「反戦平和の手帖」を読んだ

「反戦平和の手帖」

 C・ダグラス・ラミス氏と喜納昌吉氏の「反戦平和の手帖 ―あなたしかできない新しいこと (集英社新書)」(集英社新書)を読んだ。
 この本は対談形式になっているのだが、私はとくにダグラス=ラミス氏の現在のイラク情勢のとらえ方*1、戦争の最前線で戦い続けると98パーセントの人間がノイローゼになるという話*2アメリカ人のダグラス=ラミス氏が日本国憲法を支持すればするほど、日本人の多くが支持しなくなってきたという皮肉、学問論*3とも言うべきカリフォルニア大学の日本研究ゼミ責任者であったロバート=スカラピーノ氏の仕事に対する評価の話、アメリカ合州国の歴史的好戦性の話、「新アメリカ世紀プロジェクト」の話、キリスト教的「愛」についての話などを面白く読んだ。
 元海兵隊員でもあるダグラス=ラミス氏は、元大学教授で、20年間津田塾大学で教鞭をとられたが、随所に見られる氏の学問論的な姿勢に垣間見られるように、一言でいうならば、ダグラス=ラミス氏の生き方と闘う姿勢を学ぶことができる。

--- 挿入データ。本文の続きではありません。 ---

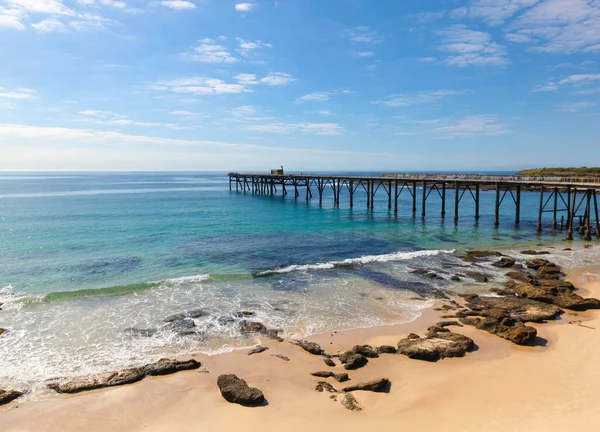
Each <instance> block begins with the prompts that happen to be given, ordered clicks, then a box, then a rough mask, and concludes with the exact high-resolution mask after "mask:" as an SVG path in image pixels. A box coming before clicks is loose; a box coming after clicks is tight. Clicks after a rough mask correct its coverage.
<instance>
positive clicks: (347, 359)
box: [339, 351, 369, 370]
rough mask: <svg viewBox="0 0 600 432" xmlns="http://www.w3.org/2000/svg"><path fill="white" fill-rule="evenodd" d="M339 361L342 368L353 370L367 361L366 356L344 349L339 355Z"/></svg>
mask: <svg viewBox="0 0 600 432" xmlns="http://www.w3.org/2000/svg"><path fill="white" fill-rule="evenodd" d="M339 359H340V361H341V362H342V363H343V365H344V369H346V370H355V369H359V368H361V367H363V366H366V364H367V363H368V362H369V360H367V358H366V357H364V356H363V355H361V354H357V353H355V352H354V351H346V352H345V353H343V354H340V356H339Z"/></svg>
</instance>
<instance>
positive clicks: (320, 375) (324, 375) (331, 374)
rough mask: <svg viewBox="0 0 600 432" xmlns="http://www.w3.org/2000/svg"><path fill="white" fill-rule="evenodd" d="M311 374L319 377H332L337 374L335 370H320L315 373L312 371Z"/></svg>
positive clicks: (311, 374) (324, 377) (312, 375)
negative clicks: (332, 371) (327, 370)
mask: <svg viewBox="0 0 600 432" xmlns="http://www.w3.org/2000/svg"><path fill="white" fill-rule="evenodd" d="M311 375H312V376H316V377H319V378H331V377H332V376H334V375H335V374H334V373H333V372H327V371H319V372H313V373H311Z"/></svg>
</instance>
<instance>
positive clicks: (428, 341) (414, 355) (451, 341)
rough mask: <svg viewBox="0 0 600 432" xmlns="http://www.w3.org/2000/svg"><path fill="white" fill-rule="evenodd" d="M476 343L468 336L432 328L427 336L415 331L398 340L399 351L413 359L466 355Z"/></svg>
mask: <svg viewBox="0 0 600 432" xmlns="http://www.w3.org/2000/svg"><path fill="white" fill-rule="evenodd" d="M474 347H475V343H474V342H473V340H472V339H471V338H469V337H467V336H464V335H461V334H458V333H453V332H451V331H449V330H447V329H443V328H435V329H431V330H430V331H429V332H428V333H427V336H426V337H425V338H421V337H420V336H419V335H416V334H414V333H411V334H409V335H408V336H407V337H406V338H404V339H402V340H400V342H398V353H400V354H403V355H405V356H408V357H409V358H412V359H418V360H426V361H438V360H441V359H443V358H446V357H464V355H465V354H466V353H467V352H470V351H473V348H474Z"/></svg>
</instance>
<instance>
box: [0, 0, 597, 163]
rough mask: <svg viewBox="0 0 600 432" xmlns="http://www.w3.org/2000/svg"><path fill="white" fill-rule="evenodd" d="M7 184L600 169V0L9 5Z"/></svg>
mask: <svg viewBox="0 0 600 432" xmlns="http://www.w3.org/2000/svg"><path fill="white" fill-rule="evenodd" d="M0 63H1V67H0V152H1V157H0V169H3V170H266V169H270V168H272V167H277V166H279V165H284V166H285V167H286V168H288V169H290V170H311V169H313V170H395V171H401V170H494V169H500V170H502V169H513V168H514V169H516V168H524V167H537V166H564V165H568V166H584V165H587V166H593V165H598V163H599V162H600V104H599V103H598V102H599V101H600V0H464V1H459V0H428V1H426V2H425V1H422V0H421V1H417V0H414V1H413V0H402V1H392V0H377V1H375V0H279V1H266V0H257V1H253V2H250V3H241V2H239V1H238V2H236V1H229V0H164V1H161V0H156V1H145V0H0Z"/></svg>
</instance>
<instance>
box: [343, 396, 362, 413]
mask: <svg viewBox="0 0 600 432" xmlns="http://www.w3.org/2000/svg"><path fill="white" fill-rule="evenodd" d="M342 406H343V407H344V408H346V409H349V410H350V411H362V408H361V407H360V406H359V405H358V402H357V401H356V399H355V398H354V396H352V395H351V394H349V393H347V394H345V395H344V399H342Z"/></svg>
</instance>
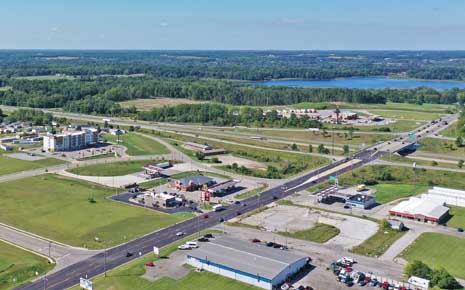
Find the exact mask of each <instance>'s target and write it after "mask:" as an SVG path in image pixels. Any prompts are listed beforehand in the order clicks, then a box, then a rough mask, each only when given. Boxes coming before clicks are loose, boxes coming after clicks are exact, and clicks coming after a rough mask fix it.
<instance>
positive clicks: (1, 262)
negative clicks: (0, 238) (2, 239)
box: [0, 240, 53, 290]
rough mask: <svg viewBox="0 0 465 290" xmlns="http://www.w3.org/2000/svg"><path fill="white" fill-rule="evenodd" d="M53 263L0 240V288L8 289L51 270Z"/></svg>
mask: <svg viewBox="0 0 465 290" xmlns="http://www.w3.org/2000/svg"><path fill="white" fill-rule="evenodd" d="M52 268H53V265H52V264H50V263H49V261H48V260H47V259H46V258H44V257H41V256H38V255H35V254H33V253H31V252H28V251H25V250H22V249H20V248H18V247H15V246H13V245H10V244H7V243H4V242H2V241H1V240H0V289H2V290H8V289H13V288H14V287H16V286H19V285H21V284H24V283H26V282H28V281H31V280H33V279H35V278H37V276H36V272H37V273H38V274H39V275H42V274H44V273H46V272H47V271H49V270H51V269H52Z"/></svg>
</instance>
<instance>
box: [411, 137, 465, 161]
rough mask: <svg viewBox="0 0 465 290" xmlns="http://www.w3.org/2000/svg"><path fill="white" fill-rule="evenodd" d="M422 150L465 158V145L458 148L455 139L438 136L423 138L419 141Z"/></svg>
mask: <svg viewBox="0 0 465 290" xmlns="http://www.w3.org/2000/svg"><path fill="white" fill-rule="evenodd" d="M418 143H419V144H420V145H421V146H420V148H419V149H418V150H419V151H421V152H430V153H438V154H446V155H455V156H462V157H464V158H465V146H464V147H460V148H457V146H455V142H454V141H449V140H441V139H437V138H423V139H421V140H420V141H419V142H418Z"/></svg>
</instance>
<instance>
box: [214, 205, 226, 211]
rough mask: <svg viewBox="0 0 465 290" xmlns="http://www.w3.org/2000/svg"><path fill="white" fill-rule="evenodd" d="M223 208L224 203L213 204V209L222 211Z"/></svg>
mask: <svg viewBox="0 0 465 290" xmlns="http://www.w3.org/2000/svg"><path fill="white" fill-rule="evenodd" d="M223 209H224V205H222V204H217V205H214V206H213V210H214V211H222V210H223Z"/></svg>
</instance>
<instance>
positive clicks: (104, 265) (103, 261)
mask: <svg viewBox="0 0 465 290" xmlns="http://www.w3.org/2000/svg"><path fill="white" fill-rule="evenodd" d="M103 256H104V260H103V272H104V276H105V278H106V277H107V249H106V248H105V250H104V251H103Z"/></svg>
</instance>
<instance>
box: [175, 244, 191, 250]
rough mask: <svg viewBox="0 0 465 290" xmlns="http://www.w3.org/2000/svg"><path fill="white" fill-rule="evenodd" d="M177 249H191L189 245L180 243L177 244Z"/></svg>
mask: <svg viewBox="0 0 465 290" xmlns="http://www.w3.org/2000/svg"><path fill="white" fill-rule="evenodd" d="M178 249H179V250H191V249H192V248H191V246H189V245H180V246H178Z"/></svg>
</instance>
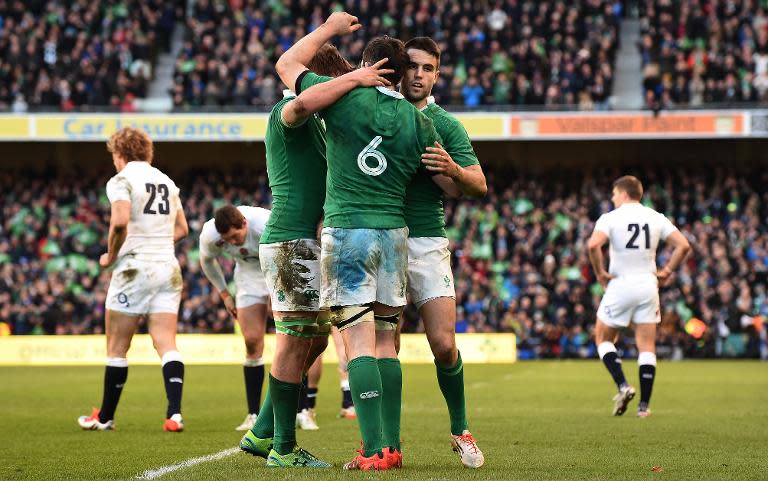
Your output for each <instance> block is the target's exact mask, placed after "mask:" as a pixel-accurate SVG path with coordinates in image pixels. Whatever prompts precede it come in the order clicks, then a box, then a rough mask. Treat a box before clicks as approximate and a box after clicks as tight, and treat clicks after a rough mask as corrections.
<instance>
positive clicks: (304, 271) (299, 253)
mask: <svg viewBox="0 0 768 481" xmlns="http://www.w3.org/2000/svg"><path fill="white" fill-rule="evenodd" d="M259 258H260V259H261V269H262V271H263V272H264V278H265V280H266V287H267V289H268V292H269V295H270V297H271V299H272V310H273V311H309V312H315V311H319V310H320V246H319V245H318V244H317V241H316V240H314V239H298V240H291V241H284V242H275V243H273V244H261V245H259Z"/></svg>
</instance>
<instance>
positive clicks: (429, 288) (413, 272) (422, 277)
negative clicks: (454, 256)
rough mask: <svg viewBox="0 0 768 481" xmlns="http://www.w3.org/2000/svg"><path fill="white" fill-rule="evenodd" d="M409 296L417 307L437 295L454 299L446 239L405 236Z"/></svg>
mask: <svg viewBox="0 0 768 481" xmlns="http://www.w3.org/2000/svg"><path fill="white" fill-rule="evenodd" d="M408 295H410V296H411V301H412V302H413V303H414V304H415V305H416V307H418V308H421V306H423V305H424V304H426V303H427V301H430V300H432V299H435V298H438V297H452V298H454V299H455V298H456V290H455V289H454V285H453V271H452V270H451V251H450V250H448V239H446V238H445V237H410V238H408Z"/></svg>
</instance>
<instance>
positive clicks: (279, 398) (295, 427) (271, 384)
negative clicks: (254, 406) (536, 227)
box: [254, 374, 301, 455]
mask: <svg viewBox="0 0 768 481" xmlns="http://www.w3.org/2000/svg"><path fill="white" fill-rule="evenodd" d="M267 392H268V394H269V396H270V397H271V398H272V399H271V401H272V410H273V411H274V414H275V416H274V419H275V421H274V422H275V436H274V440H273V442H274V447H273V449H274V450H275V451H277V454H280V455H285V454H288V453H290V452H291V451H293V448H294V446H296V406H297V405H298V404H299V393H300V392H301V384H300V383H296V384H294V383H290V382H283V381H280V380H278V379H275V378H274V377H272V375H271V374H270V376H269V391H267ZM262 410H264V408H262ZM259 418H261V415H259ZM254 434H257V433H254ZM257 436H258V434H257ZM259 437H260V436H259Z"/></svg>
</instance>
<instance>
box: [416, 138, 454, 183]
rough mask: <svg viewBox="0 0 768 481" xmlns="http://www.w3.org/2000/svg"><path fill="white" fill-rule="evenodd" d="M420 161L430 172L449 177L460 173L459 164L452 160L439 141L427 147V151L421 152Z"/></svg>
mask: <svg viewBox="0 0 768 481" xmlns="http://www.w3.org/2000/svg"><path fill="white" fill-rule="evenodd" d="M421 162H422V163H423V164H424V165H425V166H426V167H427V170H429V171H430V172H435V173H437V174H443V175H445V176H446V177H450V178H451V179H456V178H457V177H458V176H460V175H461V166H460V165H459V164H457V163H456V162H454V160H453V158H452V157H451V155H450V154H449V153H448V152H447V151H446V150H445V149H444V148H443V146H442V145H440V143H439V142H435V146H434V147H427V151H426V152H424V153H423V154H421Z"/></svg>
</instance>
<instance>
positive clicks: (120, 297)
mask: <svg viewBox="0 0 768 481" xmlns="http://www.w3.org/2000/svg"><path fill="white" fill-rule="evenodd" d="M181 288H182V278H181V268H179V262H178V261H177V260H176V259H173V260H169V261H162V262H157V261H137V260H135V259H134V258H131V257H123V258H121V259H119V260H118V261H117V265H116V266H115V269H114V270H113V271H112V279H111V280H110V282H109V289H108V290H107V301H106V308H107V309H109V310H110V311H117V312H123V313H126V314H134V315H142V314H155V313H170V314H178V312H179V304H180V303H181Z"/></svg>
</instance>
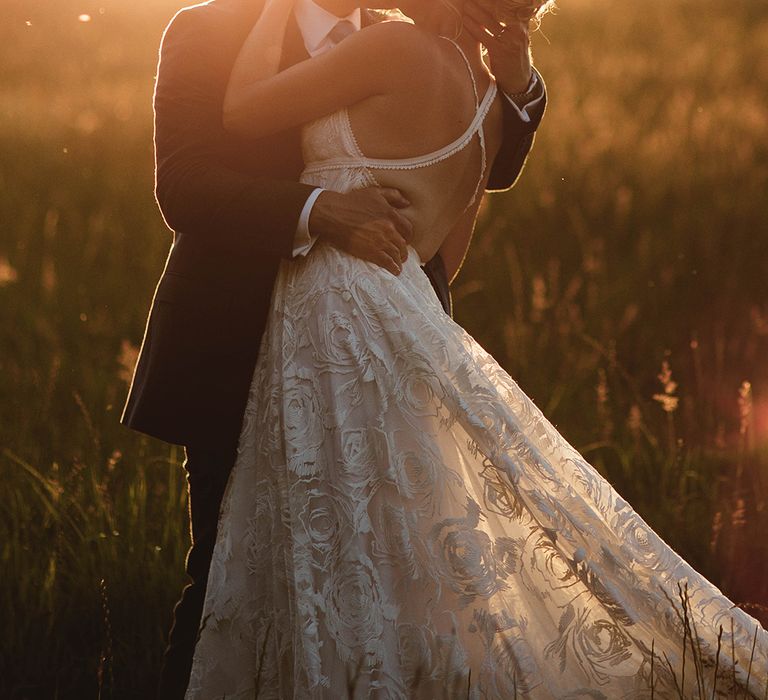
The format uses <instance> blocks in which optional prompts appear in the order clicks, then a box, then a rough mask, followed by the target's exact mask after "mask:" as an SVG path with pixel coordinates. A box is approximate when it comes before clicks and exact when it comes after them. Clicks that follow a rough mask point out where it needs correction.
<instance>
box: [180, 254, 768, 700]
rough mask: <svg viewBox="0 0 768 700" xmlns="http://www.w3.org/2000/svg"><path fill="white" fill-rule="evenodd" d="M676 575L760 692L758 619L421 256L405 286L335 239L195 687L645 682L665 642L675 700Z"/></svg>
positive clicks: (680, 625) (265, 361)
mask: <svg viewBox="0 0 768 700" xmlns="http://www.w3.org/2000/svg"><path fill="white" fill-rule="evenodd" d="M678 581H683V582H685V583H687V586H688V591H689V594H690V598H691V612H690V615H691V619H692V621H693V622H694V624H695V628H696V630H697V633H698V636H699V641H698V643H699V645H700V647H701V654H702V658H703V659H704V660H705V662H707V663H711V664H712V666H710V667H709V668H708V669H707V673H706V674H705V675H706V678H708V679H710V686H709V687H707V688H706V697H710V696H711V693H712V688H711V679H712V678H713V677H714V672H713V668H712V667H713V665H714V655H715V649H716V646H717V633H718V629H719V626H720V625H722V626H723V629H724V635H723V644H722V647H723V650H722V651H721V656H720V662H719V663H720V669H721V670H720V672H719V674H718V675H719V678H718V684H717V690H716V692H717V696H718V697H732V696H733V693H734V689H733V686H732V665H733V664H732V660H731V658H730V651H729V650H730V648H731V644H730V630H731V621H733V629H734V635H735V639H734V643H735V647H736V650H737V656H738V661H739V663H738V665H737V666H736V678H737V684H738V685H739V686H740V692H742V693H743V692H744V691H745V689H746V686H745V682H746V664H747V661H748V660H749V653H750V648H751V643H752V638H753V635H754V634H755V629H756V625H757V623H756V621H755V620H753V619H752V618H751V617H749V616H748V615H746V614H745V613H743V612H742V611H740V610H739V609H734V608H732V604H731V603H730V601H729V600H728V599H727V598H725V597H724V596H723V595H722V594H721V593H720V592H719V591H718V590H717V589H716V588H715V587H714V586H712V585H711V584H710V583H708V582H707V581H706V580H705V579H704V578H703V577H701V576H700V575H699V574H697V573H696V572H695V571H693V570H692V569H691V568H690V567H689V566H688V565H687V564H686V563H685V562H684V561H683V560H682V559H681V558H680V557H679V556H678V555H677V554H675V552H673V551H672V550H671V549H670V548H669V547H668V546H667V545H666V544H664V542H662V541H661V540H660V539H659V537H658V536H657V535H655V534H654V533H653V531H652V530H651V529H650V528H649V527H648V526H647V525H646V524H645V523H644V522H643V521H642V519H641V518H640V517H639V516H638V515H637V514H636V513H635V512H634V511H632V509H631V508H630V507H629V505H628V504H627V503H626V502H625V501H623V500H622V499H621V498H620V497H619V496H618V495H617V494H616V492H615V491H614V490H613V489H612V488H611V486H610V485H609V484H608V483H607V482H606V481H605V480H604V479H603V478H602V477H601V476H600V475H599V474H598V473H597V472H596V471H595V470H594V469H593V468H592V467H591V466H590V465H589V464H587V463H586V462H585V461H584V459H583V458H582V457H581V456H580V455H579V454H578V453H577V452H576V451H575V450H574V449H573V448H572V447H571V446H570V445H569V444H568V443H567V442H566V441H565V440H564V439H563V438H562V437H561V436H560V435H559V434H558V432H557V431H556V429H555V428H554V427H553V426H552V425H551V424H550V423H549V422H548V421H547V420H546V418H544V416H543V415H542V414H541V412H540V411H539V410H538V409H537V408H536V407H535V406H534V404H533V403H532V402H531V401H530V399H528V398H527V397H526V396H525V394H524V393H523V392H522V391H521V389H520V388H519V387H518V386H517V384H516V383H515V382H514V381H513V380H512V379H511V378H510V377H509V376H508V375H507V374H506V373H505V372H504V371H503V369H502V368H501V367H499V365H498V364H497V363H496V362H495V361H494V360H493V358H491V357H490V356H489V355H488V354H486V353H485V352H484V351H483V350H482V349H481V348H480V347H479V346H478V345H477V343H476V342H475V341H474V340H473V339H472V338H471V337H470V336H468V335H467V334H466V332H465V331H463V330H462V329H461V328H460V327H459V326H458V325H456V324H455V323H453V322H452V321H451V320H450V319H449V318H448V317H447V316H446V315H445V314H444V313H443V312H442V309H441V307H440V305H439V302H438V301H437V299H436V297H435V296H434V293H433V292H432V289H431V287H430V285H429V282H428V280H427V278H426V276H425V275H424V274H423V272H422V271H421V270H420V268H419V267H418V264H417V261H416V260H415V259H414V256H411V258H410V259H409V261H408V262H407V263H406V265H405V268H404V270H403V273H402V274H401V275H400V276H399V277H397V278H395V277H393V276H391V275H389V274H388V273H386V272H384V271H383V270H381V269H379V268H376V267H375V266H373V265H370V264H367V263H364V262H361V261H358V260H355V259H353V258H350V257H348V256H346V255H344V254H342V253H339V252H337V251H336V250H334V249H332V248H330V247H326V246H320V247H318V249H317V250H316V251H314V252H313V254H312V255H311V256H309V257H308V258H307V259H305V260H301V261H298V262H287V263H284V266H283V268H282V270H281V273H280V275H279V280H278V284H277V287H276V290H275V298H274V303H273V315H272V319H271V321H270V324H269V328H268V334H267V336H266V337H265V340H264V343H263V346H262V355H261V359H260V362H259V365H258V367H257V370H256V373H255V376H254V379H253V384H252V386H251V393H250V399H249V402H248V408H247V412H246V417H245V422H244V426H243V432H242V436H241V439H240V448H239V457H238V461H237V465H236V467H235V470H234V472H233V475H232V478H231V480H230V484H229V486H228V491H227V495H226V496H225V505H224V508H223V511H222V515H221V519H220V525H219V537H218V542H217V545H216V550H215V554H214V559H213V566H212V569H211V575H210V579H209V586H208V595H207V600H206V606H205V613H204V622H203V628H202V631H201V635H200V641H199V643H198V648H197V652H196V657H195V666H194V670H193V677H192V682H191V685H190V689H189V691H188V695H187V697H188V698H189V699H190V700H197V699H199V698H201V699H202V698H206V699H207V698H222V697H226V698H246V697H248V698H252V697H255V696H256V695H255V688H258V695H257V696H258V697H259V698H339V697H347V696H349V697H354V698H417V697H418V698H435V697H462V698H464V697H470V698H512V697H515V693H516V694H517V697H521V698H523V697H528V698H575V697H589V698H606V699H611V700H612V699H613V698H647V697H650V695H649V688H650V679H651V647H652V644H653V648H654V651H655V654H656V655H657V656H656V659H655V669H654V683H655V689H656V693H657V697H673V696H674V697H677V693H676V691H675V684H676V683H679V682H680V680H681V679H680V674H679V670H678V669H679V666H680V664H681V660H682V639H683V632H682V627H681V624H680V622H679V620H678V616H677V614H676V612H675V609H674V607H673V605H672V603H671V600H674V599H676V597H677V583H678ZM757 639H758V641H757V645H756V649H755V654H754V658H753V661H752V669H751V681H750V688H751V689H752V691H753V692H754V693H755V695H756V696H761V694H762V688H763V687H764V685H765V683H766V678H767V677H768V675H767V674H768V657H767V656H766V652H767V651H768V638H767V637H766V634H765V632H764V631H763V630H762V629H759V632H758V638H757ZM665 655H666V657H667V658H668V659H669V660H670V662H671V663H672V664H673V667H675V669H676V672H677V678H676V679H675V678H673V677H672V674H671V673H670V672H669V670H668V666H667V665H666V663H665V662H664V659H665ZM688 663H689V672H688V675H687V678H686V685H687V686H688V688H687V691H686V697H689V696H690V697H692V696H693V695H694V693H695V691H696V686H695V678H694V674H693V672H692V671H691V670H690V669H691V666H692V662H691V657H690V650H688ZM470 671H471V673H470ZM688 693H690V695H689V694H688Z"/></svg>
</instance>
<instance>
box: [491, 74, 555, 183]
mask: <svg viewBox="0 0 768 700" xmlns="http://www.w3.org/2000/svg"><path fill="white" fill-rule="evenodd" d="M501 99H502V109H503V131H504V137H503V139H502V142H501V146H500V147H499V151H498V153H497V155H496V159H495V160H494V163H493V167H492V168H491V174H490V177H489V179H488V184H487V186H486V189H488V190H490V191H500V190H508V189H509V188H510V187H512V186H513V185H514V184H515V182H516V181H517V179H518V178H519V177H520V173H521V172H522V170H523V166H524V165H525V161H526V159H527V158H528V154H529V152H530V150H531V147H532V146H533V141H534V137H535V134H536V129H537V128H538V126H539V124H540V122H541V119H542V117H543V116H544V110H545V109H546V105H547V91H546V87H545V85H544V80H543V79H542V77H541V74H539V72H538V71H536V70H535V69H534V71H533V77H532V78H531V83H530V85H529V88H528V89H527V90H526V91H525V92H523V93H521V94H519V95H513V96H508V95H505V94H502V98H501Z"/></svg>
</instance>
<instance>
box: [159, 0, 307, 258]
mask: <svg viewBox="0 0 768 700" xmlns="http://www.w3.org/2000/svg"><path fill="white" fill-rule="evenodd" d="M204 11H205V10H204V9H203V8H200V9H198V8H195V9H193V10H186V11H181V12H180V13H178V14H177V15H176V17H175V18H174V20H173V21H172V22H171V24H170V25H169V27H168V29H167V30H166V33H165V36H164V38H163V43H162V48H161V54H160V63H159V66H158V75H157V84H156V88H155V103H154V104H155V153H156V171H155V174H156V180H155V194H156V197H157V201H158V204H159V205H160V209H161V211H162V213H163V217H164V218H165V220H166V222H167V224H168V226H169V227H170V228H171V229H173V230H175V231H183V232H184V233H185V234H190V235H201V236H216V237H217V239H218V242H219V243H220V244H221V245H222V246H226V247H230V248H232V249H235V250H242V251H243V253H244V254H248V253H252V252H256V251H260V252H266V253H272V254H277V255H282V256H286V257H288V256H290V255H291V252H292V248H293V238H294V235H295V233H296V226H297V223H298V220H299V215H300V213H301V211H302V208H303V207H304V204H305V202H306V201H307V198H308V197H309V195H310V194H311V193H312V191H313V188H312V187H309V186H307V185H302V184H300V183H298V182H294V181H291V180H280V179H274V178H270V177H257V178H254V177H250V176H248V175H246V174H244V173H240V172H237V171H235V170H232V169H231V168H228V167H227V166H226V165H225V164H224V163H223V162H222V161H223V160H224V153H225V149H226V145H225V144H226V134H225V132H224V129H223V126H222V123H221V122H222V119H221V104H222V99H223V89H224V86H225V85H226V78H227V71H228V63H229V61H228V58H229V59H230V61H231V59H232V57H233V53H232V52H233V51H236V47H232V46H228V43H227V42H230V43H231V41H232V39H231V37H228V36H227V35H226V32H224V31H222V26H221V24H220V22H221V20H219V19H218V18H216V17H214V16H213V13H212V11H208V12H207V14H203V12H204ZM259 155H260V154H258V153H254V157H255V158H258V157H259Z"/></svg>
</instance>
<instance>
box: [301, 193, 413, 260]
mask: <svg viewBox="0 0 768 700" xmlns="http://www.w3.org/2000/svg"><path fill="white" fill-rule="evenodd" d="M408 206H410V202H409V201H408V200H407V199H406V198H405V197H403V195H402V194H401V193H400V191H399V190H396V189H393V188H390V187H367V188H365V189H362V190H354V191H352V192H347V193H346V194H342V193H340V192H331V191H329V190H325V191H324V192H322V194H320V196H319V197H318V198H317V201H316V202H315V204H314V206H313V207H312V213H311V215H310V219H309V230H310V233H311V234H312V235H313V236H317V237H318V238H322V239H323V240H326V241H328V243H330V244H331V245H332V246H334V247H335V248H338V249H339V250H343V251H344V252H345V253H349V254H350V255H354V256H355V257H356V258H361V259H362V260H367V261H369V262H372V263H375V264H376V265H378V266H379V267H383V268H384V269H385V270H389V272H391V273H392V274H393V275H399V274H400V271H401V269H402V266H403V263H404V262H405V260H406V258H407V257H408V248H407V245H408V243H409V242H410V240H411V237H412V236H413V225H412V224H411V222H410V221H409V220H408V219H407V218H406V217H405V215H404V214H403V213H402V212H401V211H400V210H401V209H405V208H406V207H408Z"/></svg>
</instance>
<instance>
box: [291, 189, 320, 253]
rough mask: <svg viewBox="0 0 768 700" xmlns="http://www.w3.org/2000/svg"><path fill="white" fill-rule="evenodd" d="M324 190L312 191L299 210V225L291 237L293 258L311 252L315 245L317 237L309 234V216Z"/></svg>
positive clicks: (310, 213) (307, 197)
mask: <svg viewBox="0 0 768 700" xmlns="http://www.w3.org/2000/svg"><path fill="white" fill-rule="evenodd" d="M323 192H325V190H324V189H323V188H322V187H318V188H316V189H314V190H313V191H312V194H310V195H309V197H307V201H306V202H305V204H304V208H303V209H302V210H301V215H300V216H299V223H298V225H297V226H296V235H295V236H294V237H293V257H294V258H297V257H299V256H300V255H301V256H304V255H306V254H307V253H309V251H310V250H312V246H313V245H315V241H316V240H317V236H313V235H312V234H311V233H310V232H309V216H310V214H312V207H314V206H315V202H316V201H317V198H318V197H319V196H320V195H321V194H322V193H323Z"/></svg>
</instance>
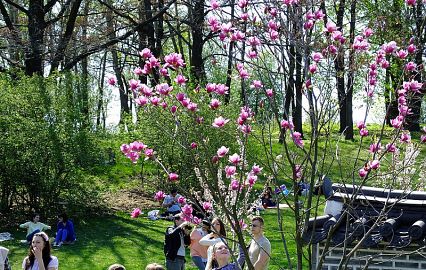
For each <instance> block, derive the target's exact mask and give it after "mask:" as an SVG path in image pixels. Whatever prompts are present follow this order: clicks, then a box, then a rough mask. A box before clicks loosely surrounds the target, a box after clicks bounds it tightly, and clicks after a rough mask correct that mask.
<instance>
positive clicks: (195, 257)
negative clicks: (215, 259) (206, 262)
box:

*1:「米国が不正な戦争をやっていることを認める人は多くいるかもしれないが、米国が負ける戦争をやっているということを信じられる人は少ないだろう」とラミス氏は書いている。勝てない戦争という意味では、現在のイラク情勢がベトナム戦争の状況に似ていると私は思う。

*2:この対談の中でも紹介されているが、アレン=ネルソン氏の話を私は思い出した。

*3:学問論としては、ワシントン州リッチランドにあるハンフォード原子力施設のプルトニウム専門家の批判すべき生き方などが面白かった。